# Thread: Finding the period (T) of a pendulum on Mars

1. ## Finding the period (T) of a pendulum on Mars

Word Problem: The first astronauts to visit Mars are each allowed to take along some personal items to remind them of home. One astronaut takes along a grandfather clock, which, on earth, has a pendulum that takes 1 second per swing, each swing corresponding to one tick of the clock. When the clock is set up on Mars, will it run fast or slow?

The answer shows you that the clock on Mars will have a slower period on Mars (T = 2.45 sec.) than on Earth (T = 1 sec.). There's a section called "My Work Version #1", where I tried to solve the problem. The formula is pretty basic. Plug in acceleration of gravity (9.8 m/s^2) and the length of the string (1 m). With that approach I got T = 3.26.

On the section called "My Work Version #2", I pretty much set T earth and T mars and tried to solve for T mars. At the end the value that I got under the square root is 0.166/1, but the answer key that they had is 1/0.166.

So the bottom line is, I have no idea how they got the value of 0.166 how they solved for the period, T, of Mars.

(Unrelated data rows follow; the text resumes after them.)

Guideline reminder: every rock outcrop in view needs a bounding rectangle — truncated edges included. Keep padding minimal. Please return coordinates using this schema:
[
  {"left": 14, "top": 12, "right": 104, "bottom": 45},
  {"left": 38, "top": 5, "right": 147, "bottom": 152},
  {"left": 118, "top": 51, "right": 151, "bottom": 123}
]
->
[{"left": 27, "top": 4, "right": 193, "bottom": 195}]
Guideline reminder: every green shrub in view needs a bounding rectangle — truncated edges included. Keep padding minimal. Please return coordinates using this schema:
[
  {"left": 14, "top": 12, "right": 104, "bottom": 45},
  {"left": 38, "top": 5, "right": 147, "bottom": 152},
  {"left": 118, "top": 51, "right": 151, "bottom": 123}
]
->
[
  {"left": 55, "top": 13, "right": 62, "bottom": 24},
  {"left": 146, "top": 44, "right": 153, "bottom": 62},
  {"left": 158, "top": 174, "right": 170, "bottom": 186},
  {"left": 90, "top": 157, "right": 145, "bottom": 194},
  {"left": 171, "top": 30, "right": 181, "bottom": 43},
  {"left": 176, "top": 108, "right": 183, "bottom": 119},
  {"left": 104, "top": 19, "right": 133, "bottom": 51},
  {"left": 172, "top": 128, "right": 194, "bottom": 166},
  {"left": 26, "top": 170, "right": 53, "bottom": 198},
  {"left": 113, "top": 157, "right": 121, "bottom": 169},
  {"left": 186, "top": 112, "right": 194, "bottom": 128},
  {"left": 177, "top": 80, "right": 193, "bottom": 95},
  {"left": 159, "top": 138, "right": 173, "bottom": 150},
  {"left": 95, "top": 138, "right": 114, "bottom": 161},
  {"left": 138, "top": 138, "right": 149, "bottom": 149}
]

2. ## Re: Finding the period (T) of a pendulum on Mars

I don't understand the step "Set each equal to each other and solve for T_mars." If a=b and c=d that does not mean that ab =cd. I think what you were thinking of is that if a=b and c = d then ad = bc. Hence what you should have is:

$T_{mars} 2 \pi \sqrt {L/g} = T_{earth} 2 \pi \sqrt { L/(0.166g)}$

3. ## Re: Finding the period (T) of a pendulum on Mars

Originally Posted by ChipB
I don't understand the step "Set each equal to each other and solve for T_mars." If a=b and c=d that does not mean that ab =cd. I think what you were thinking of is that if a=b and c = d then ad = bc. Hence what you should have is:

$T_{mars} 2 \pi \sqrt {L/g} = T_{earth} 2 \pi \sqrt { L/(0.166g)}$
I don't understand where 0.166 came from? How did they come up with that number?

4. ## Re: Finding the period (T) of a pendulum on Mars

Not sure. If I had to guess, it’s a mistake. I bet whoever came up with the answer using g_mars = 0.166 times g_earth was confused and used the gravitational acceleration of the moon by mistake, instead of Mars. It turns out that g_moon really is 0.166 times g_earth.